Situasinya berbeda pada pencabutan TAP MPR terkait Soeharto. Pada pasal 4 TAP MPR itu tertulis “upaya pemberantasan korupsi, kolusi, dan nepotisme harus dilakukan secara tegas terhadap siapa pun juga, baik pejabat negara, mantan pejabat negara, keluarga, dan kroninya maupun pihak swasta/konglemerat termasuk mantan Presiden Soeharto dengan tetap memperhatikan prinsip praduga tak bersalah dan hak-hak azasi manusia".
Menurut Anhar, narasi ‘kroni’ dan ‘keluarga’ di dalam TAP MPR itu menunjukan bahwa kasus-kasus korupsi terkait Soeharto melibatkan banyak pihak. Penghapusan TAP MPR itu dianggap kental nuansa kepentingan politik.
“Artinya bukan hanya Soeharto kan? Ya, tentu saja Soeharto banyak dosanya. Selama 32 tahun (berkuasa), berapa banyak yang dibunuh? Termasuk calon presiden yang akan menjadi presiden sekarang (Prabowo) kan pelakunya,” jelas Anhar.
Direktur Kajian Politik Nasional, Adib Miftahul mencium ada upaya rekonsiliasi politik dalam pencabutan ketiga TAP MPR itu. Menurut Adib, setidaknya ada tiga kelompok yang diuntungkan karena pencabutan TAP MPR tersebut.
Terkait Gus Dur, misalnya, kelompok yang diuntungkan ialah Partai Kebangkitan Bangsa (PKB) dan para santri. Adapun terkait Soeharto, Prabowo yang punya relasi khusus dengan Soeharto turut "direstorasi" citranya.
Serupa, PDI-P sebagai anak ideologis Sukarno diuntungkan dengan pencabutan TAP MPRS terkait Sukarno. PDI-P dan PKB saat ini diisukan bakal digandeng Prabowo untuk memperkuat koalisi parpol pendukung pemerintahan Prabowo-Gibran.
“Jadi, saya lihat ini demi rekonsiliasi politik agar tidak ada beban sejarah. Jadi, kalau berubah peta politik, enggak juga,” ucap Adib kepada Alinea.id di Jakarta, Kamis (27/9).

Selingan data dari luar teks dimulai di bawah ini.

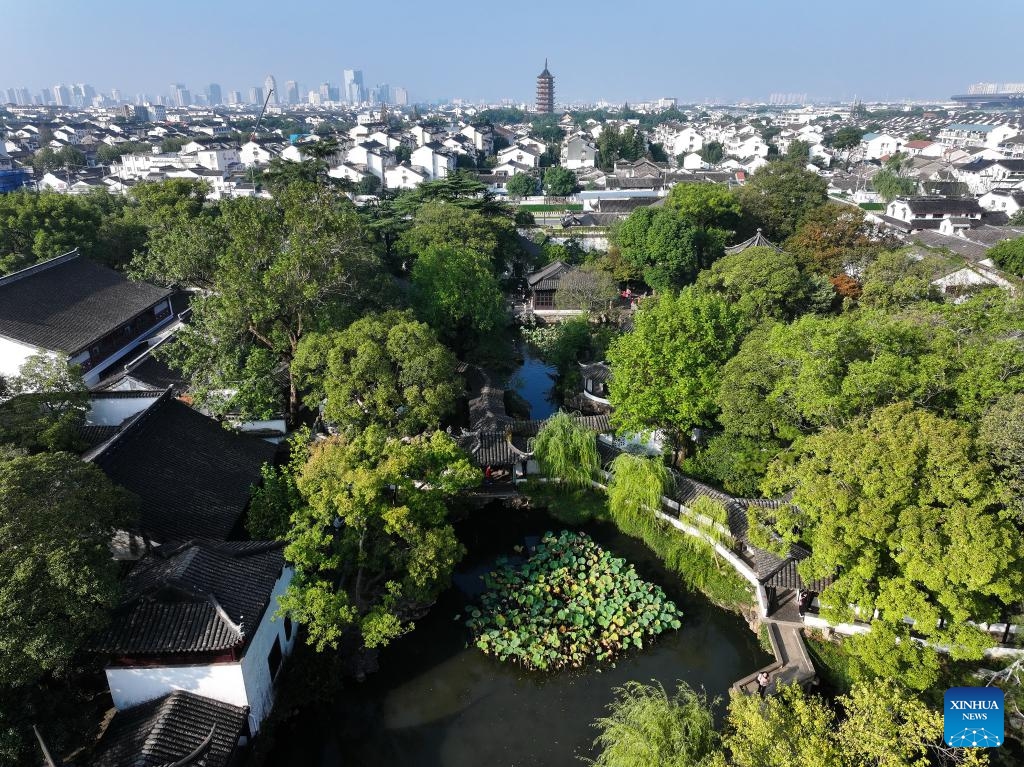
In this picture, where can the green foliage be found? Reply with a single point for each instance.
(780, 195)
(1009, 255)
(372, 544)
(790, 729)
(881, 725)
(660, 244)
(892, 181)
(276, 270)
(588, 288)
(559, 181)
(762, 283)
(902, 511)
(46, 406)
(37, 226)
(448, 225)
(569, 603)
(1000, 434)
(566, 451)
(57, 517)
(386, 369)
(668, 370)
(647, 727)
(897, 280)
(712, 153)
(455, 292)
(521, 184)
(635, 492)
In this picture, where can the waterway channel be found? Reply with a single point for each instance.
(437, 701)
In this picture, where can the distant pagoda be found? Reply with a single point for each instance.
(545, 91)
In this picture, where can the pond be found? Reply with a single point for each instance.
(535, 382)
(438, 702)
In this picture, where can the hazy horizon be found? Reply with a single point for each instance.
(743, 51)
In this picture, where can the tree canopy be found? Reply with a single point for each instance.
(903, 512)
(384, 369)
(780, 195)
(372, 544)
(455, 292)
(668, 370)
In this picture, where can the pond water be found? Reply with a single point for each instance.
(535, 382)
(438, 702)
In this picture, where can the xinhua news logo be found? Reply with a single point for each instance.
(973, 717)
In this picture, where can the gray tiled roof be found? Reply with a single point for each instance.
(200, 597)
(168, 729)
(69, 302)
(192, 474)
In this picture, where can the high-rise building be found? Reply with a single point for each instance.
(545, 91)
(291, 92)
(61, 95)
(354, 92)
(179, 95)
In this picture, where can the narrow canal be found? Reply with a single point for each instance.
(437, 702)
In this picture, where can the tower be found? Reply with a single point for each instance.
(545, 91)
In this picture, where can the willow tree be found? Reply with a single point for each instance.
(647, 726)
(566, 451)
(635, 491)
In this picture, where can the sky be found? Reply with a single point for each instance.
(599, 50)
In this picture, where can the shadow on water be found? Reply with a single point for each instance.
(535, 382)
(438, 702)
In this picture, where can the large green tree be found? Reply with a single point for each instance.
(780, 195)
(44, 406)
(384, 369)
(57, 517)
(1009, 255)
(903, 512)
(372, 545)
(274, 270)
(667, 371)
(456, 293)
(646, 726)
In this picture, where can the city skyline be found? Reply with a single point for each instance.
(688, 53)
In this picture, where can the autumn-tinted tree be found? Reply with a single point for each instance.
(384, 369)
(667, 371)
(372, 544)
(780, 195)
(455, 292)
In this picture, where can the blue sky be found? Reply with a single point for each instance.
(729, 49)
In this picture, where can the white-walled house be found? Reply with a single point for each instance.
(74, 308)
(433, 160)
(1003, 201)
(878, 145)
(201, 618)
(578, 153)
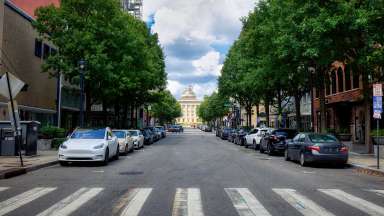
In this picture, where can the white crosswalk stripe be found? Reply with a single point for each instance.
(3, 188)
(245, 202)
(71, 203)
(137, 198)
(22, 199)
(187, 202)
(301, 203)
(380, 192)
(361, 204)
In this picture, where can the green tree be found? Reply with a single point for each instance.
(166, 109)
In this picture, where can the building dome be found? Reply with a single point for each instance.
(188, 94)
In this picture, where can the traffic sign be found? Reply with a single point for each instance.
(377, 90)
(15, 85)
(377, 104)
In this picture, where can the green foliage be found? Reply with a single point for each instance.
(50, 132)
(213, 107)
(125, 63)
(281, 40)
(56, 142)
(166, 109)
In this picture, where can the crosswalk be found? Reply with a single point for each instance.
(188, 201)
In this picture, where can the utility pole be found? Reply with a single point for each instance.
(82, 67)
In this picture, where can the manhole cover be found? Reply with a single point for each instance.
(131, 173)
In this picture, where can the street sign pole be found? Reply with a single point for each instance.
(377, 110)
(17, 140)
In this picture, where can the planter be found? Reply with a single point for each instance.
(378, 140)
(344, 137)
(44, 144)
(381, 151)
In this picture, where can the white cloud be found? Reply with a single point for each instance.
(195, 35)
(208, 64)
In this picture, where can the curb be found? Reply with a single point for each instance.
(367, 170)
(13, 172)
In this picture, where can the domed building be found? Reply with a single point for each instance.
(189, 104)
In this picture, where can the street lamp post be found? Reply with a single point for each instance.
(82, 67)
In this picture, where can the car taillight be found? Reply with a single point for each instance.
(343, 149)
(274, 138)
(313, 148)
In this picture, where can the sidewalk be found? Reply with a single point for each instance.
(366, 163)
(10, 165)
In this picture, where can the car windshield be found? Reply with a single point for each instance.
(322, 138)
(287, 133)
(88, 134)
(119, 134)
(133, 133)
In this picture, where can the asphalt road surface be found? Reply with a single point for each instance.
(193, 173)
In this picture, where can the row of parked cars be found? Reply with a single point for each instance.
(102, 145)
(205, 128)
(306, 148)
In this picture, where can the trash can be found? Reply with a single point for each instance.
(29, 136)
(7, 142)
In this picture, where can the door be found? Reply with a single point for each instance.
(297, 146)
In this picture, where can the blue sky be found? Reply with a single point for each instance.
(195, 36)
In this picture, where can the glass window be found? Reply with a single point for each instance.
(89, 134)
(322, 138)
(302, 138)
(296, 138)
(38, 48)
(356, 80)
(333, 82)
(340, 79)
(347, 72)
(119, 134)
(46, 51)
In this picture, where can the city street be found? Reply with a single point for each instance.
(193, 173)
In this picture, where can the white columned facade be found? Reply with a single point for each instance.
(189, 104)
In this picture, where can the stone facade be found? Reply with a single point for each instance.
(18, 39)
(189, 104)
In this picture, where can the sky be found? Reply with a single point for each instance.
(195, 36)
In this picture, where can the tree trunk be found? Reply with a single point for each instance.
(87, 106)
(367, 111)
(105, 114)
(132, 116)
(298, 111)
(266, 106)
(321, 86)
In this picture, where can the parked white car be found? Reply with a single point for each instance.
(254, 137)
(138, 138)
(89, 145)
(125, 141)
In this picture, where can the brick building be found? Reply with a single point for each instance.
(22, 54)
(345, 108)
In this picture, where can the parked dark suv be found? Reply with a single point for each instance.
(276, 141)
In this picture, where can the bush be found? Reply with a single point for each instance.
(57, 142)
(374, 132)
(50, 132)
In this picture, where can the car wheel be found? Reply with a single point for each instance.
(117, 155)
(106, 157)
(286, 156)
(302, 160)
(63, 163)
(261, 149)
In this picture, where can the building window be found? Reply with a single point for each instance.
(340, 80)
(38, 48)
(347, 72)
(356, 80)
(333, 82)
(46, 51)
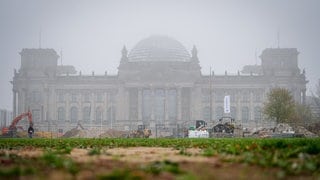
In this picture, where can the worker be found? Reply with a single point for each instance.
(30, 131)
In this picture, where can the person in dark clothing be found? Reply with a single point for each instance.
(30, 131)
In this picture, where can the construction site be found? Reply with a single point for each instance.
(225, 127)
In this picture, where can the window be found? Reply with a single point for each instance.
(86, 114)
(257, 96)
(205, 96)
(245, 114)
(233, 112)
(257, 114)
(146, 104)
(61, 97)
(86, 97)
(98, 114)
(246, 96)
(111, 114)
(159, 105)
(61, 114)
(74, 114)
(35, 96)
(99, 97)
(73, 97)
(219, 112)
(206, 113)
(219, 96)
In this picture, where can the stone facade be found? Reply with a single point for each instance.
(159, 84)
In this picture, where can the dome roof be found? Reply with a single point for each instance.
(159, 48)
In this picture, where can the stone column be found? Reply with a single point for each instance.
(14, 104)
(166, 116)
(179, 103)
(139, 104)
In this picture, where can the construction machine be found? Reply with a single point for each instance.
(200, 131)
(11, 131)
(225, 126)
(142, 132)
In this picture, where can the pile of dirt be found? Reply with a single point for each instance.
(262, 133)
(283, 128)
(111, 133)
(304, 131)
(72, 133)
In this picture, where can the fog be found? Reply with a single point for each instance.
(90, 34)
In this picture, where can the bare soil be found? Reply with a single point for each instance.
(135, 160)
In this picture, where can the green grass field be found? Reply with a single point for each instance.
(286, 157)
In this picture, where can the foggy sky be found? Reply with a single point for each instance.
(227, 33)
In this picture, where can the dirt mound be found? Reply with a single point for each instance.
(111, 133)
(304, 131)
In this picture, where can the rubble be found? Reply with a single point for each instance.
(282, 130)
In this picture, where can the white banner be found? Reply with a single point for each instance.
(227, 104)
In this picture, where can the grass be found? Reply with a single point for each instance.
(291, 156)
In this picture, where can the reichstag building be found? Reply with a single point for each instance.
(159, 84)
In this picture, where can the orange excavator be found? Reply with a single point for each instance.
(12, 129)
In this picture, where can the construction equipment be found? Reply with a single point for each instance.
(11, 131)
(142, 132)
(224, 126)
(200, 131)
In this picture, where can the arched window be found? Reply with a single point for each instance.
(61, 114)
(245, 114)
(86, 114)
(98, 114)
(74, 114)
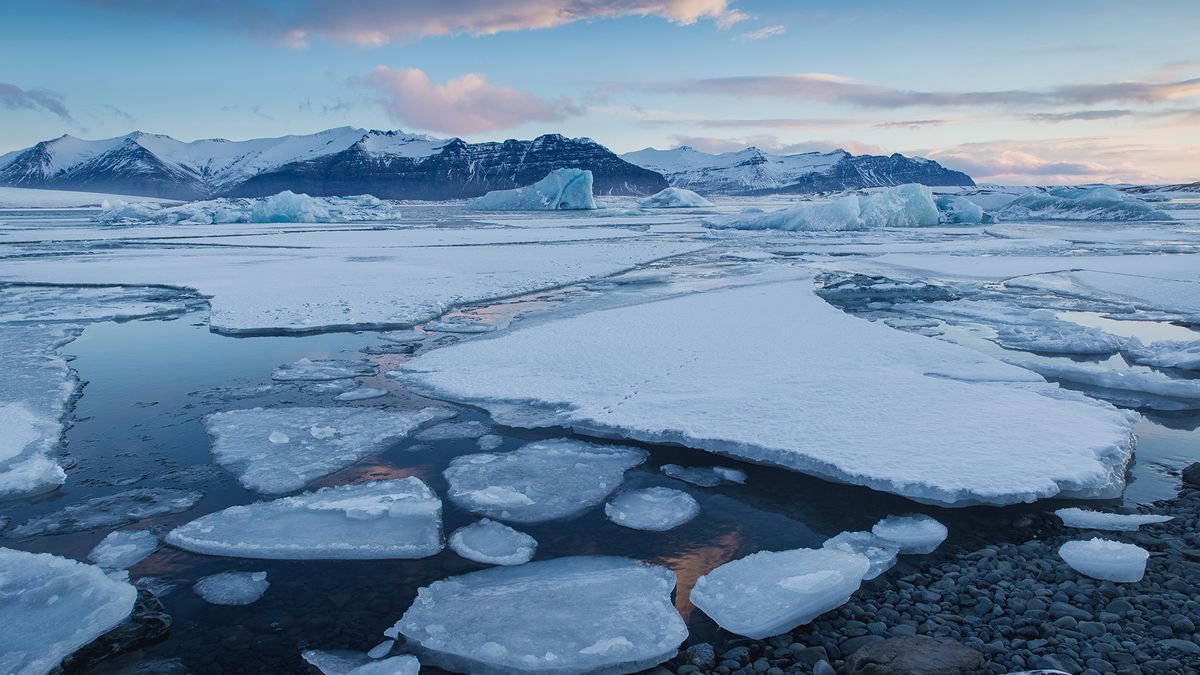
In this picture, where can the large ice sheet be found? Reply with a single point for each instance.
(592, 614)
(768, 592)
(276, 451)
(51, 607)
(810, 388)
(383, 519)
(540, 481)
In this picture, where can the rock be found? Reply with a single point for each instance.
(913, 653)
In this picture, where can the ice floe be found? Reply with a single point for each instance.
(771, 592)
(232, 587)
(1105, 559)
(383, 519)
(540, 481)
(276, 451)
(655, 509)
(591, 614)
(51, 607)
(493, 543)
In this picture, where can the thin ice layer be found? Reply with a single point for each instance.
(591, 614)
(383, 519)
(276, 451)
(810, 388)
(51, 607)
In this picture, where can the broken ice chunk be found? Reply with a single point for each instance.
(655, 509)
(493, 543)
(767, 593)
(589, 614)
(383, 519)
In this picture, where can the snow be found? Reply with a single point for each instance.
(124, 549)
(915, 533)
(904, 205)
(591, 614)
(561, 190)
(493, 543)
(673, 198)
(51, 607)
(310, 442)
(654, 509)
(831, 394)
(1105, 559)
(375, 520)
(232, 587)
(881, 553)
(1086, 519)
(540, 481)
(768, 592)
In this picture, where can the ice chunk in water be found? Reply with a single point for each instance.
(655, 509)
(51, 607)
(915, 533)
(1085, 519)
(591, 614)
(111, 511)
(767, 593)
(232, 587)
(1107, 560)
(880, 551)
(309, 442)
(383, 519)
(309, 370)
(124, 549)
(562, 189)
(540, 481)
(493, 543)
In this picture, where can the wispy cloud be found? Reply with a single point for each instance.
(465, 105)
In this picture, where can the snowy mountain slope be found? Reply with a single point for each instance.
(754, 172)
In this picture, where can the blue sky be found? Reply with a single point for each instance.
(1042, 91)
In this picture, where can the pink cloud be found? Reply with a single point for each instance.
(463, 105)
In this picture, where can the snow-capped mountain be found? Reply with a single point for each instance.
(334, 162)
(754, 172)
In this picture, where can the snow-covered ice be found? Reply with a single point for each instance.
(383, 519)
(771, 592)
(51, 607)
(276, 451)
(1087, 519)
(915, 533)
(124, 549)
(591, 614)
(655, 509)
(232, 587)
(540, 481)
(562, 189)
(1105, 559)
(493, 543)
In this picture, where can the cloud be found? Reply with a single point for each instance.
(465, 105)
(17, 99)
(372, 23)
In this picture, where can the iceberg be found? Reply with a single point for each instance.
(275, 451)
(1105, 560)
(589, 614)
(673, 198)
(232, 587)
(377, 520)
(561, 190)
(654, 509)
(540, 481)
(493, 543)
(768, 592)
(915, 533)
(51, 607)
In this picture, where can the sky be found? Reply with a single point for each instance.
(1021, 91)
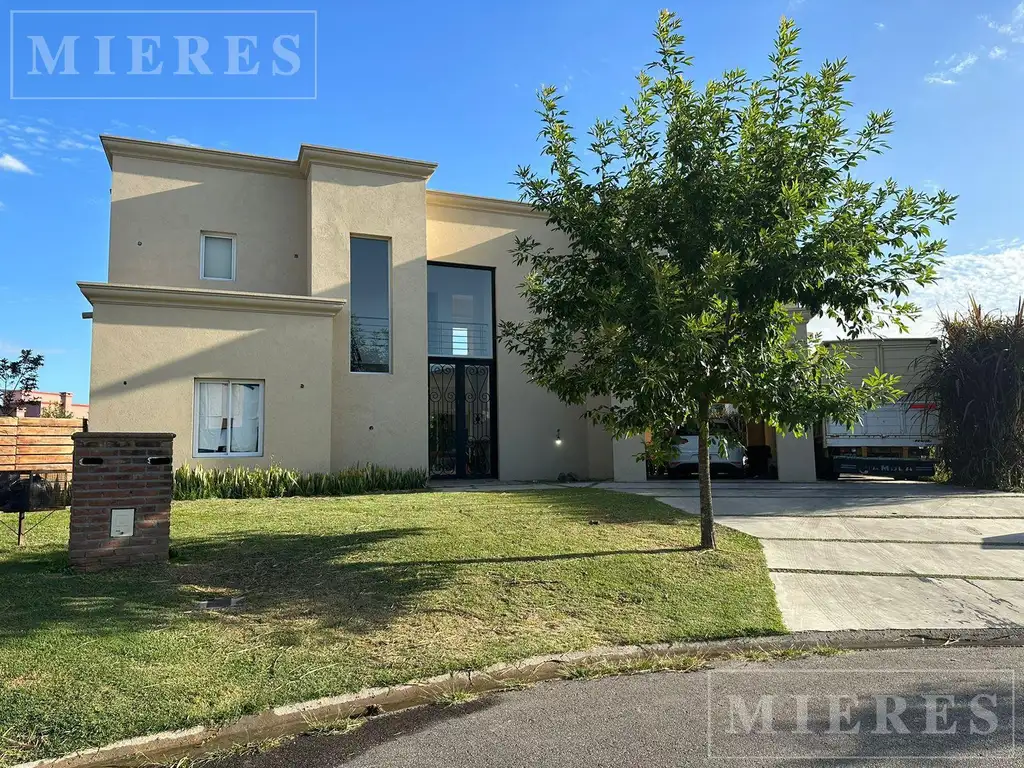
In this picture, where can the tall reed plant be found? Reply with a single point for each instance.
(976, 379)
(269, 482)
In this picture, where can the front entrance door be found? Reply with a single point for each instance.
(462, 409)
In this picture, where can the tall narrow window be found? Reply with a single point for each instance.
(371, 305)
(228, 418)
(217, 257)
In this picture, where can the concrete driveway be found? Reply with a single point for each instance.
(877, 554)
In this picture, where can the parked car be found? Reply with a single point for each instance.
(731, 462)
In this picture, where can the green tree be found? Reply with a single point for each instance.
(18, 375)
(710, 223)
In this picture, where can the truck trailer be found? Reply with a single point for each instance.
(897, 440)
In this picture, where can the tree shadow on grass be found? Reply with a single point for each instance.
(292, 576)
(599, 506)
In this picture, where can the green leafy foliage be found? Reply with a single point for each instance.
(193, 482)
(976, 379)
(711, 223)
(18, 375)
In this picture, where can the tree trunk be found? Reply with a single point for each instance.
(704, 475)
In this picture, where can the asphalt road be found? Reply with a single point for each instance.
(711, 718)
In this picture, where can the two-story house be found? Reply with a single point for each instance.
(322, 312)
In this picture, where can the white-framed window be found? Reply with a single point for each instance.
(216, 256)
(227, 418)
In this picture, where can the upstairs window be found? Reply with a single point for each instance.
(460, 322)
(217, 256)
(370, 281)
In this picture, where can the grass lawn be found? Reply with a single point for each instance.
(344, 594)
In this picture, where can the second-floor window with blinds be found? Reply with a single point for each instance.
(217, 256)
(370, 304)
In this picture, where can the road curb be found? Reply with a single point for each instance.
(293, 719)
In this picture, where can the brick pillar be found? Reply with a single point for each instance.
(121, 499)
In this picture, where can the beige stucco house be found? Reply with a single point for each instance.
(325, 311)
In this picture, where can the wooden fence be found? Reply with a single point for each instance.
(37, 444)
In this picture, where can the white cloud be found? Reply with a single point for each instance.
(965, 64)
(10, 163)
(945, 76)
(1011, 28)
(994, 280)
(181, 141)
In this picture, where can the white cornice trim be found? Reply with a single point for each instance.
(486, 205)
(198, 298)
(312, 155)
(236, 161)
(308, 155)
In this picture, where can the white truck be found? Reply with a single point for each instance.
(896, 440)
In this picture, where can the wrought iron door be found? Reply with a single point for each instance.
(462, 419)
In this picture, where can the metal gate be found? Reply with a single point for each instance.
(463, 415)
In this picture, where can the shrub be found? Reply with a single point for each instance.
(976, 378)
(268, 482)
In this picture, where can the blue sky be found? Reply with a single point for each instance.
(454, 83)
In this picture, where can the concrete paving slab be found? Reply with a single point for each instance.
(861, 557)
(820, 601)
(985, 531)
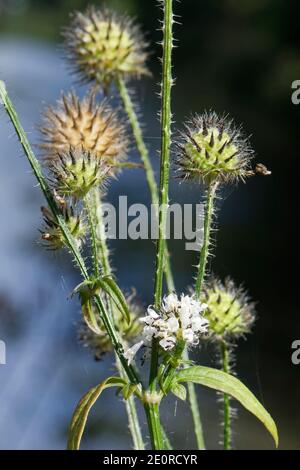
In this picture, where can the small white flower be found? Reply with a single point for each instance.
(131, 352)
(188, 335)
(176, 319)
(170, 302)
(173, 324)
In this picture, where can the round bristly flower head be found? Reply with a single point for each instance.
(76, 172)
(83, 125)
(99, 343)
(212, 149)
(229, 312)
(178, 319)
(52, 235)
(102, 45)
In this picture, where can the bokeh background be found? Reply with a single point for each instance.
(238, 56)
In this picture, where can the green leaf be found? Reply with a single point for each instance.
(108, 284)
(83, 408)
(178, 390)
(89, 316)
(128, 390)
(226, 383)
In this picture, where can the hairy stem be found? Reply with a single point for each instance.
(198, 429)
(100, 250)
(10, 109)
(224, 350)
(209, 211)
(208, 218)
(166, 120)
(8, 105)
(140, 143)
(91, 215)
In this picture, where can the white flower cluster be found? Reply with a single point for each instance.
(177, 319)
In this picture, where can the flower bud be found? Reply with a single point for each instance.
(229, 312)
(212, 149)
(102, 46)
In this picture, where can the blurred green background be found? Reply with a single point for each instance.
(238, 56)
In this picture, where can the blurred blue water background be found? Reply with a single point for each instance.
(47, 371)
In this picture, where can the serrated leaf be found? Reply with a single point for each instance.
(229, 384)
(83, 408)
(112, 289)
(179, 391)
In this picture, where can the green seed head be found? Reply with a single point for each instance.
(75, 173)
(100, 344)
(229, 312)
(102, 45)
(52, 235)
(212, 149)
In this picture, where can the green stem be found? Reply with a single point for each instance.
(102, 249)
(101, 252)
(91, 214)
(224, 350)
(141, 146)
(166, 120)
(209, 211)
(129, 369)
(195, 411)
(9, 107)
(157, 435)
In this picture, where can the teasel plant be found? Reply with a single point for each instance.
(84, 146)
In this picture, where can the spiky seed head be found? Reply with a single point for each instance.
(102, 45)
(83, 125)
(211, 149)
(76, 172)
(100, 344)
(52, 235)
(230, 313)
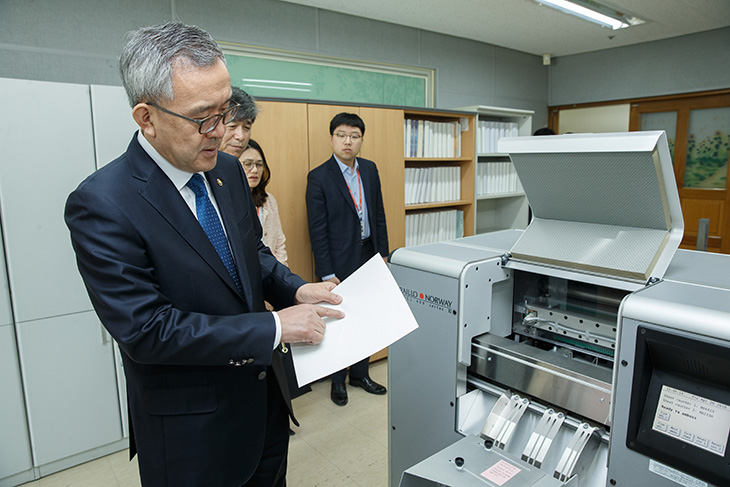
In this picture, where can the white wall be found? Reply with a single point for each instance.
(79, 41)
(686, 64)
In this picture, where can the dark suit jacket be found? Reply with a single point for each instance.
(334, 226)
(195, 351)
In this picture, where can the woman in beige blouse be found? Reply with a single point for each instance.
(258, 174)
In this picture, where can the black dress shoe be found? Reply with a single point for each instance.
(369, 385)
(339, 393)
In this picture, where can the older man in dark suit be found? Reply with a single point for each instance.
(169, 247)
(346, 224)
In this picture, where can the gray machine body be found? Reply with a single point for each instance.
(553, 343)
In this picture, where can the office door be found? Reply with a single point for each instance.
(698, 131)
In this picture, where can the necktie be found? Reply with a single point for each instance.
(208, 218)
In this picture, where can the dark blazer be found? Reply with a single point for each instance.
(334, 227)
(195, 351)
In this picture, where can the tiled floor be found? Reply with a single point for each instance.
(334, 447)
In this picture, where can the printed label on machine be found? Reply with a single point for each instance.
(501, 472)
(693, 419)
(675, 475)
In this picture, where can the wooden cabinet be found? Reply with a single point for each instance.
(500, 202)
(459, 153)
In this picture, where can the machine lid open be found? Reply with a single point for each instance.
(602, 203)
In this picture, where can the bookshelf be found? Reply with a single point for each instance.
(438, 161)
(500, 202)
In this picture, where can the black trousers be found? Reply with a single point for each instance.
(271, 470)
(359, 369)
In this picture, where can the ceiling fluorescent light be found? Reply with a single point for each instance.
(593, 12)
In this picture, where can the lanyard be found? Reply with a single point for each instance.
(358, 207)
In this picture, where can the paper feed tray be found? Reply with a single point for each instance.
(602, 203)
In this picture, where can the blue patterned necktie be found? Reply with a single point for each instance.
(208, 218)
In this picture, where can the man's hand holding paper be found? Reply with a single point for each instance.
(376, 315)
(304, 322)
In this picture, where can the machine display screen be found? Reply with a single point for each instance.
(693, 419)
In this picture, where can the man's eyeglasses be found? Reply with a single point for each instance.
(248, 165)
(342, 137)
(207, 124)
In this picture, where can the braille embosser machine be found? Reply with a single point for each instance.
(586, 350)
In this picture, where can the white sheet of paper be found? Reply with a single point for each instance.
(376, 315)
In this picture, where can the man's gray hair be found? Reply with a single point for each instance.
(248, 110)
(147, 61)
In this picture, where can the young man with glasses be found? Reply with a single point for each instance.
(169, 247)
(346, 224)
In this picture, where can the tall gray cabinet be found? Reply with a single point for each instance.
(59, 397)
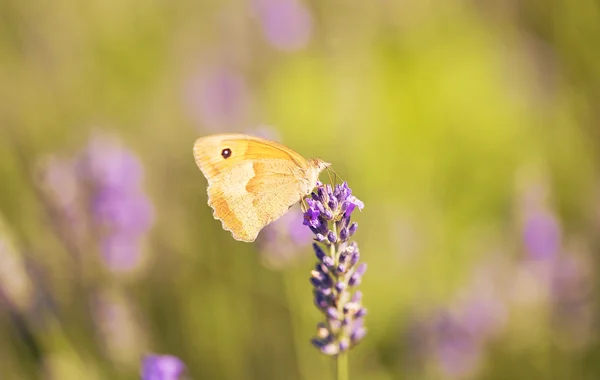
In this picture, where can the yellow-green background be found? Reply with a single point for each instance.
(429, 109)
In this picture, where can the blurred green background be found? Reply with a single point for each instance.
(468, 128)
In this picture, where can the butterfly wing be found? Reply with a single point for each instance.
(246, 203)
(252, 181)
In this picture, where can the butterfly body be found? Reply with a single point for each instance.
(253, 181)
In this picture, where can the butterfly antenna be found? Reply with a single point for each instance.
(303, 205)
(329, 169)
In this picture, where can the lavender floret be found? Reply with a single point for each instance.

Secara substansial, menurut Adib, tak ada urgensi bagi MPR untuk mencabut ketiga TAP tersebut. Ia menduga MPR "digerakkan" oleh pernyataan Prabowo yang menyebut tak boleh menjelekkan presiden-presiden sebelumnya.
“Dia (Prabowo) hanya ingin stabilitas politik yang tenang. Sekaligus, ia juga mengatakan bangsa yang besar adalah yang menghargai pahlawannya, jasa-jasa presiden sebelumnya. Dia tidak ingin ada beban sejarah, beban politik,” ujar Adib.